Shallow Copy-On-Write VM Clones with LibVirt

Using Python to create a virtual machine linked clone

Shallow Copy-On-Write VM Clones with LibVirt

Using Python to create a virtual machine linked clone

The LibVirt utility virt-clone, by default, makes a full copy of all qcow2 disks of the original. In this post, I show how to use Python to make new qcow2 disks using the originals as the “backing store” and linking these new images to the LibVirt clone. The resulting virtual machine takes seconds to create and takes up hardly any additional space.

Tip

The --reflink option of the virt-clone utility makes a filesystem-level linked clone only when the storage is on btrfs. For ext4 or any other filesystem, this option is ignored. If your libvirt storage is on btrfs I would reccommend using virt-clone directly instead of the solution presented here.

Note

TL;DR: The virt-linked-clone utility described below is installable as a console application with Python’s package manager pip:

> pip install virt-linked-clone

Use the -h option to get the full usage and help:

> virt-linked-clone -h
usage: virt-linked-clone [-h] [--zsh-completion] [--version] [-c CONNECTION]
                         source target

positional arguments:
  source                Virtual machine from which to create a clone where all
                        writable qcow2-backed drives are linked using copy-on-write.
                        It must be defined with libvirt and accessible via virsh
                        commands.
  target                Name of the new virtual machine to define. Most of the
                        settings of the source image will be copied into the new
                        libvirt domain. Defaults to adding "-clone" to the source
                        domain name.

options:
  -h, --help            show this help message and exit
  --zsh-completion      Print out the zsh autocompletion code for this utility and
                        exit.
  --version             show program's version number and exit
  -c CONNECTION, --connection CONNECTION
                        LibVirt URI to use for connecting to the domain controller.
                        Will honor the value of the VIRSH_DEFAULT_CONNECT_URI
                        environment variable. (default: qemu:///session)

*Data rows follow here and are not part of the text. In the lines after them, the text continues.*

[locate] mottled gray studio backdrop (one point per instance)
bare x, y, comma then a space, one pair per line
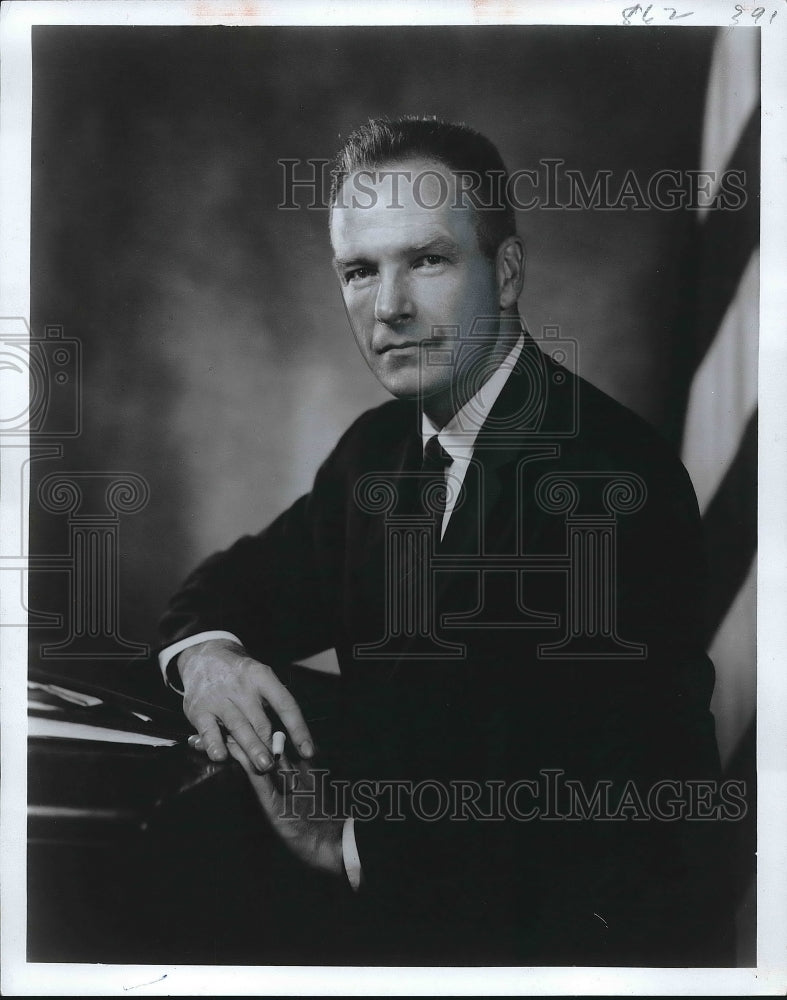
217, 362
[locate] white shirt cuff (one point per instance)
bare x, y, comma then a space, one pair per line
352, 862
167, 654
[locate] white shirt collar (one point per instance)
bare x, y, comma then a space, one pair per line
459, 435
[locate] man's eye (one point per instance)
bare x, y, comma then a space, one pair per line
358, 274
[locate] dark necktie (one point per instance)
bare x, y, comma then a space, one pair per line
436, 460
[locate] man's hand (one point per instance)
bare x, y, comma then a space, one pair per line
225, 687
291, 800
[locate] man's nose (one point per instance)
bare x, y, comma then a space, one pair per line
394, 303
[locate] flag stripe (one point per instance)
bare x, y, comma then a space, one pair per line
724, 392
727, 241
731, 96
731, 529
733, 652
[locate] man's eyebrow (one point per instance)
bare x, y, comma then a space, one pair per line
436, 245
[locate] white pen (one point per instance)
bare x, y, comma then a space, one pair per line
277, 746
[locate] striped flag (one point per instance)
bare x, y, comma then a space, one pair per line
720, 429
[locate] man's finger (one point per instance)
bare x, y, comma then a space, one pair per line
211, 737
242, 730
263, 784
287, 709
254, 712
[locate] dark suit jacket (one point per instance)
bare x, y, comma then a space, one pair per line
571, 891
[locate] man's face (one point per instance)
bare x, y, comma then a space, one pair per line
408, 271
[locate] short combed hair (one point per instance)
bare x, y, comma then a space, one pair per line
382, 141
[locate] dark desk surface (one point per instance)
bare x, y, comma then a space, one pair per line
144, 854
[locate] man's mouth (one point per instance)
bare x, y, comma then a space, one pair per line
406, 345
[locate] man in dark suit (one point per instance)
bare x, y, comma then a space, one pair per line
507, 563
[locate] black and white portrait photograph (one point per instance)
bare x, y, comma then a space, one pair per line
392, 498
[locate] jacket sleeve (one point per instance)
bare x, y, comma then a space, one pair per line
274, 590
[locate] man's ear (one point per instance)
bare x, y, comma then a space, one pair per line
510, 269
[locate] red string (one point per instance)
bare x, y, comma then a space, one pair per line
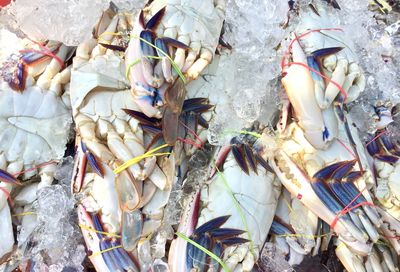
376, 137
287, 53
348, 149
323, 76
348, 208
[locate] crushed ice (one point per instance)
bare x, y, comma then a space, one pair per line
56, 243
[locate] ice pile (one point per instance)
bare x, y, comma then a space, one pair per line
56, 243
273, 260
241, 84
69, 21
377, 46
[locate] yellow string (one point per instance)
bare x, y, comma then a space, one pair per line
23, 214
135, 160
98, 231
104, 251
128, 69
136, 62
107, 33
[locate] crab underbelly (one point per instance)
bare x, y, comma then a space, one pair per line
255, 194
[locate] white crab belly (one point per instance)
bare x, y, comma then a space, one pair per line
257, 196
35, 125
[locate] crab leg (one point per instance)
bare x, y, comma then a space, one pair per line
299, 87
302, 188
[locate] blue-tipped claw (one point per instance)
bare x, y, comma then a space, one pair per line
250, 158
353, 176
92, 161
313, 63
373, 147
343, 170
387, 158
226, 232
212, 224
147, 49
326, 173
389, 145
213, 238
142, 118
324, 195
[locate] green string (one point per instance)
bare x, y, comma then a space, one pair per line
206, 251
239, 209
174, 65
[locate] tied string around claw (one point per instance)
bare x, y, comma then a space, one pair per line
15, 175
44, 51
286, 63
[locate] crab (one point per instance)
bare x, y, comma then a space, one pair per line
317, 156
221, 216
179, 34
380, 258
35, 121
294, 228
113, 129
385, 158
325, 67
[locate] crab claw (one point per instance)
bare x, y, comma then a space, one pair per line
299, 185
376, 151
106, 254
31, 62
175, 97
92, 239
389, 145
92, 160
8, 178
211, 236
299, 86
342, 198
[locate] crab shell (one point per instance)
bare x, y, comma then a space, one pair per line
297, 158
35, 129
257, 196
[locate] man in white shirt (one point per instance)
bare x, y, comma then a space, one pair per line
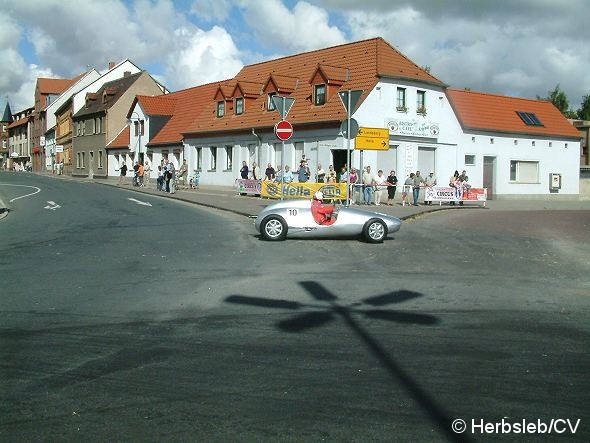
368, 183
380, 187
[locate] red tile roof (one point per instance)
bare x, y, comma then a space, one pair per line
19, 122
362, 63
189, 103
488, 112
121, 140
158, 105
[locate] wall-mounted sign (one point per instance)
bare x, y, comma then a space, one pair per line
412, 128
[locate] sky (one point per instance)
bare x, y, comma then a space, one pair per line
522, 48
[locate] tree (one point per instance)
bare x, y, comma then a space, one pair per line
584, 111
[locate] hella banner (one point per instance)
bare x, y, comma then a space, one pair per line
248, 186
331, 191
449, 194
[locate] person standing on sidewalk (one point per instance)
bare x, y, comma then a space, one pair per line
123, 173
391, 187
368, 184
429, 182
146, 174
416, 183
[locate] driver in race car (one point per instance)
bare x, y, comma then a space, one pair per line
322, 214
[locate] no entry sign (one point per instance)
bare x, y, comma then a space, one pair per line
283, 130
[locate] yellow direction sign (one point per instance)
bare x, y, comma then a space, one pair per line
372, 139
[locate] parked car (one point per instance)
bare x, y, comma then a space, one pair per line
294, 219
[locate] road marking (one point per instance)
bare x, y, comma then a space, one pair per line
23, 186
52, 205
140, 202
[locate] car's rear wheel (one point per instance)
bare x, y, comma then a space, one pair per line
375, 231
273, 228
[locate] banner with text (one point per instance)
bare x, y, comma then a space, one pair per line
331, 191
248, 186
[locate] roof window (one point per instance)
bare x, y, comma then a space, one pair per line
529, 118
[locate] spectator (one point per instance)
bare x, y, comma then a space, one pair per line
123, 173
320, 174
269, 174
160, 179
343, 175
417, 182
255, 172
353, 180
303, 173
288, 175
244, 171
455, 183
331, 174
380, 187
391, 187
146, 174
430, 182
140, 172
407, 186
368, 184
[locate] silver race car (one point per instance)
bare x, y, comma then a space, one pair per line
294, 219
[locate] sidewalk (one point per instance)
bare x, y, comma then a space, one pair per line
227, 199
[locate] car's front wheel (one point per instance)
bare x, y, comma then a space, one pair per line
375, 231
273, 228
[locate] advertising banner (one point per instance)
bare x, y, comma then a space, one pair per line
475, 194
251, 187
447, 194
331, 191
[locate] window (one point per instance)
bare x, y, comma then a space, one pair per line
320, 95
239, 106
401, 99
421, 102
213, 158
270, 105
524, 171
529, 118
229, 150
199, 158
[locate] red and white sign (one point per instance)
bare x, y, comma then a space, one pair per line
283, 130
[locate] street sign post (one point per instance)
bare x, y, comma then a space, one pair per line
350, 99
284, 130
376, 139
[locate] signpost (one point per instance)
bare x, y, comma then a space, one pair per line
376, 139
283, 129
350, 99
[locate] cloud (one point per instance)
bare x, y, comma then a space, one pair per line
211, 10
305, 27
519, 48
202, 57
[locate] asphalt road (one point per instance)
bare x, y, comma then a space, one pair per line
127, 322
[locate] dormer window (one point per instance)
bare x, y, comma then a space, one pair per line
220, 109
320, 95
239, 106
270, 104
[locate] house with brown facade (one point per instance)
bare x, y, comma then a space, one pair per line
102, 118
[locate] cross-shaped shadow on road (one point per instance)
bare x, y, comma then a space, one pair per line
372, 307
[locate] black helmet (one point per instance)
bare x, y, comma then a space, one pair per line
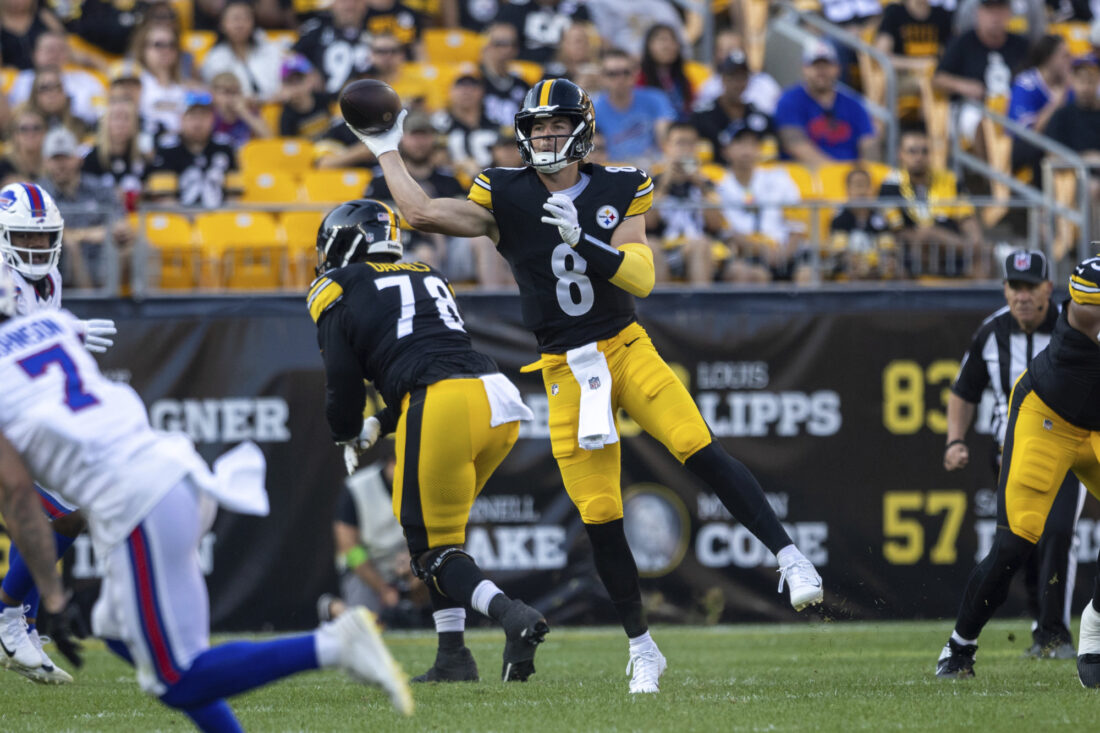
556, 98
355, 229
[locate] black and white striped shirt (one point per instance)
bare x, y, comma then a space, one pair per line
998, 356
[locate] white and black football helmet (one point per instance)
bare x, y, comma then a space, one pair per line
25, 207
556, 98
355, 229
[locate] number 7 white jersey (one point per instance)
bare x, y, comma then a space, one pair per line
81, 435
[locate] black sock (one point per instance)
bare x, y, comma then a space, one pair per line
458, 578
989, 582
740, 493
619, 573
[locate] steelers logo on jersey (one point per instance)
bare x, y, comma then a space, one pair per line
607, 217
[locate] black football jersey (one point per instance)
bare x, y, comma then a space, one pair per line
395, 325
202, 176
562, 305
337, 53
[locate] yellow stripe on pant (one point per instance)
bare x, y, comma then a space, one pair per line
1042, 447
641, 384
446, 452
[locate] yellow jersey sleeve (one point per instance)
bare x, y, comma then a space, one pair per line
322, 294
481, 192
642, 198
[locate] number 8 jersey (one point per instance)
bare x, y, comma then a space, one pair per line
562, 305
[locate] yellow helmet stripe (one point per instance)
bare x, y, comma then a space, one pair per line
545, 93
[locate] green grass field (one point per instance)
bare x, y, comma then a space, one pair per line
802, 677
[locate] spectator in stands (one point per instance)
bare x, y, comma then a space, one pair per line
623, 24
762, 91
417, 149
818, 122
662, 67
634, 119
914, 34
337, 44
1036, 95
21, 23
84, 89
758, 233
730, 108
576, 50
244, 52
1027, 15
234, 116
198, 157
939, 234
305, 110
861, 242
25, 133
504, 90
118, 161
540, 24
156, 48
48, 98
94, 218
468, 131
681, 233
978, 65
471, 14
398, 20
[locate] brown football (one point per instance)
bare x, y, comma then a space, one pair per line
370, 106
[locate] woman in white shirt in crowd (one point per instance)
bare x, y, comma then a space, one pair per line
245, 53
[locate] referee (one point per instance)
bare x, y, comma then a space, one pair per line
1001, 350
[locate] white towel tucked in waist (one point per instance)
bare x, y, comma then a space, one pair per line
596, 426
505, 404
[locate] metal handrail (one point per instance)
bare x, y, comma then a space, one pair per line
884, 113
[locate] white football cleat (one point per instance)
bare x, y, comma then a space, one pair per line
648, 667
48, 673
802, 581
19, 653
364, 656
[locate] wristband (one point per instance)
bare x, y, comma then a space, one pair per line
355, 557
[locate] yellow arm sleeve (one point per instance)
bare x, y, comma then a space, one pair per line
636, 272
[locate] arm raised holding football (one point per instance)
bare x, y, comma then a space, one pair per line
367, 108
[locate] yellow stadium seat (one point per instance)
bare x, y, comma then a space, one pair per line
444, 45
197, 43
173, 253
241, 250
529, 72
277, 154
334, 185
271, 187
300, 231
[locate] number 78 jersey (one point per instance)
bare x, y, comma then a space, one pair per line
562, 304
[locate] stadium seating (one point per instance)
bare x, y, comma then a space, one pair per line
240, 250
334, 185
277, 153
173, 253
444, 45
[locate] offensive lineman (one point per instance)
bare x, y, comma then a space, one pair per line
578, 277
149, 498
1054, 427
454, 414
31, 230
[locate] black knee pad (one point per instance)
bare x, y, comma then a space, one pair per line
426, 566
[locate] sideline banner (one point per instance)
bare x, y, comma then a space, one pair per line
836, 401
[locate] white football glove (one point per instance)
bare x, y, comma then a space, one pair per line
386, 141
372, 428
97, 332
563, 215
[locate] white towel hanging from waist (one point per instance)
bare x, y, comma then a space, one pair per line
596, 424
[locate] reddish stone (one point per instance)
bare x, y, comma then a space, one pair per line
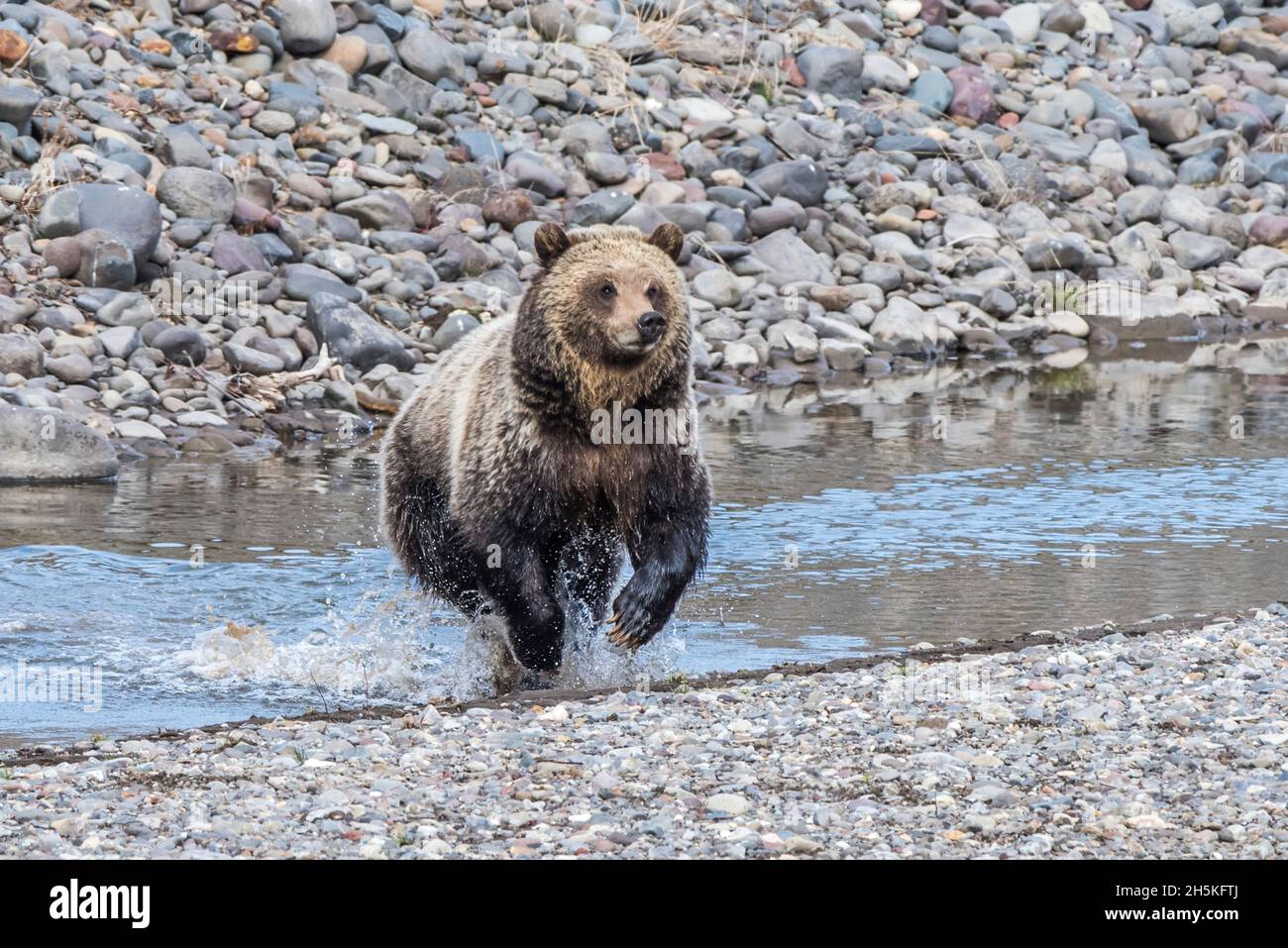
793, 71
671, 168
973, 94
934, 12
1275, 24
12, 47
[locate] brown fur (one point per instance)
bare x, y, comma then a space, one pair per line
493, 456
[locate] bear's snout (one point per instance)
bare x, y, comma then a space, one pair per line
651, 326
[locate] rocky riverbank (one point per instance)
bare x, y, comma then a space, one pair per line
1164, 740
232, 223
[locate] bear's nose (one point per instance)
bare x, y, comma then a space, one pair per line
651, 326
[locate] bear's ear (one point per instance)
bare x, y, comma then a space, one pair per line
669, 239
550, 241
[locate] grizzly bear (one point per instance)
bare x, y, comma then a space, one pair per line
501, 493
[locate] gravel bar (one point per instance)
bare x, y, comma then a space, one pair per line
1164, 743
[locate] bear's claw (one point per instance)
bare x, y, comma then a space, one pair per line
627, 633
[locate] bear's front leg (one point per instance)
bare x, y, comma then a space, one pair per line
668, 549
520, 584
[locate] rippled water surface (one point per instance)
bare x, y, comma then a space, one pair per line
973, 501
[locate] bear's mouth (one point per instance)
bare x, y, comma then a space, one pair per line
632, 346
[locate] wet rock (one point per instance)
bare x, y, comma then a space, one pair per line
17, 103
129, 213
21, 355
785, 258
381, 210
430, 56
803, 181
353, 337
1167, 119
193, 192
181, 346
973, 94
307, 26
832, 69
47, 446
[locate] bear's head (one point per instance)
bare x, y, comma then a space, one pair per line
612, 298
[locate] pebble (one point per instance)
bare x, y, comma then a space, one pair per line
921, 763
398, 156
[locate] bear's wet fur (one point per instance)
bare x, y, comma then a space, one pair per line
498, 496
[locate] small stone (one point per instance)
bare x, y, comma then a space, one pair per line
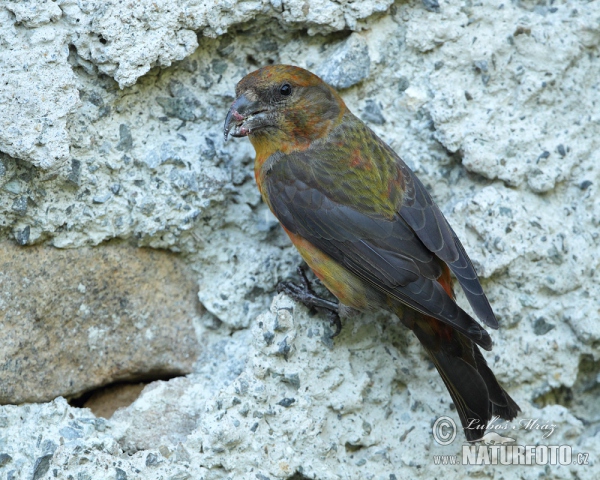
22, 236
268, 337
101, 198
286, 402
69, 433
41, 466
284, 348
348, 64
151, 460
14, 186
403, 84
541, 327
126, 140
20, 205
372, 113
292, 379
431, 5
481, 65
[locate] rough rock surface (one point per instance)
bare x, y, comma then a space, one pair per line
112, 129
74, 320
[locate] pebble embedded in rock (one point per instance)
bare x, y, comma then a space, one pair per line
348, 64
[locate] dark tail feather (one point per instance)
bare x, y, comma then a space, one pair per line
474, 389
501, 402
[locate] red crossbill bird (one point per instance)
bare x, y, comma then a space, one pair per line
368, 228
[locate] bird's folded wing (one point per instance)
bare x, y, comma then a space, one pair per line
432, 228
385, 252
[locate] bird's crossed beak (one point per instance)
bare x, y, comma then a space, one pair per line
244, 117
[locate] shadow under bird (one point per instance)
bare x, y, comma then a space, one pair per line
368, 228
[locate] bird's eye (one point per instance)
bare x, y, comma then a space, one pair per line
285, 89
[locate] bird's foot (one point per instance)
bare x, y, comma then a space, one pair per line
304, 294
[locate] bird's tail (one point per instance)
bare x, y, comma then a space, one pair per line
476, 393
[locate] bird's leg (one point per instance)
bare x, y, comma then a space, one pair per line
304, 294
334, 320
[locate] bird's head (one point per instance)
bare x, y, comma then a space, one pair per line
281, 107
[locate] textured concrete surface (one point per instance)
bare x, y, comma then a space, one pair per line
112, 129
75, 320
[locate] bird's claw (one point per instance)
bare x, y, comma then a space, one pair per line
334, 320
304, 294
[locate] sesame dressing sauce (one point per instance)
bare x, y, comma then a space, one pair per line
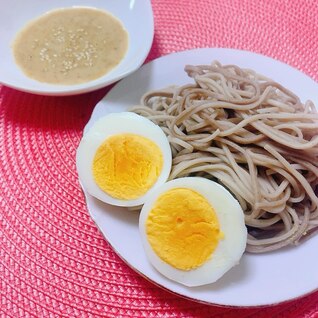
70, 46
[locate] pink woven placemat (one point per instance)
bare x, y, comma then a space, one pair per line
53, 260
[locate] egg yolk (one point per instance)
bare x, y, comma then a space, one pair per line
183, 229
126, 166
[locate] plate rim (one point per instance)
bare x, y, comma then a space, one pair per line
92, 118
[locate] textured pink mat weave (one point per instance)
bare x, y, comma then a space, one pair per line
53, 260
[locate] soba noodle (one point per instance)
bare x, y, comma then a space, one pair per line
253, 136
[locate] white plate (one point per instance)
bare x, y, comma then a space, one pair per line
136, 17
259, 279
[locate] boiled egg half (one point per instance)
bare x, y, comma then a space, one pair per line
122, 158
192, 230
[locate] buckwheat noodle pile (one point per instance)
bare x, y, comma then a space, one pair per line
253, 136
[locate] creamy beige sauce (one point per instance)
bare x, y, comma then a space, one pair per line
70, 46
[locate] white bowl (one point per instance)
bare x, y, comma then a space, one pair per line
136, 16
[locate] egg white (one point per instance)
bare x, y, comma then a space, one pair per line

In a GitLab-based CI system I helped setup, we use LibVirt virtual machines for the runners. For this to work, I had to create a GitLab custom executor which prepares and starts the VM, runs the CI job script within it and finally shuts it down and destroys the VM. Originally, I was trying to use virt-clone but found that it always makes a full copy of the disks of the original. What I wanted was a linked clone where all the copy-on-write disks (read: qcow2 files) used by the original were used as backing files for the disks on the clone.

The virt-clone utility makes a full copy by default

While there are a few scripts on the web which do this, I wanted a more complete and robust solution. Here I present my python script which is installable as an executable console application named virt-linked-clone with Python’s pip installation utility. Note that I will use the terms “domain” and “virtual machine” interchangeably in this article.

We want the clone to have overlay copies of the original disks

Preliminary Work

Because we will overlay a new disk image file onto the originals of the virtual machine (more on this later), we need to make sure the orignal “source” domain is shutdown and the disks are set to read-only. This Python script uses the libvirt-python module which is a very thin wrapper around the libvirt library.

I typically run all my virtual machines under LibVirt’s QEMU/KVM user session qemu:///session which has limited networking options, but works fine for all my use cases. It’s not the default, which is qemu:///system and requires root-level privileges, but easily accessible via the “Add Connection” dialog in virt-manager: QEMU user session connection in virt-manager Here is my context to manage the libvirt connection:

import libvirt  # python package: libvirt-python

@contextlib.contextmanager
def libvirt_connection(name='qemu:///session'):
    """Libvirt connection context."""
    # libvirt-host: virConnectOpen(name)
    conn = libvirt.open(name)
    try:
        yield conn
    finally:
        # libvirt-host: virConnectClose()
        conn.close()

Once connected, we need to get a handle to the domains. The default behavior of getting a domain by name with libvirt-python raises an exception if it’s not found, but here I have a function that returns the domain handle or None to simplify code later on:

def get_domain(conn, name):
    """Return libvirt domain object or None if not defined."""
    # libvirt-domain: virConnectListDefinedDomains(connection)
    if name in conn.listDefinedDomains():
        # libvirt-domain: virDomainLookupByName(name)
        return conn.lookupByName(name)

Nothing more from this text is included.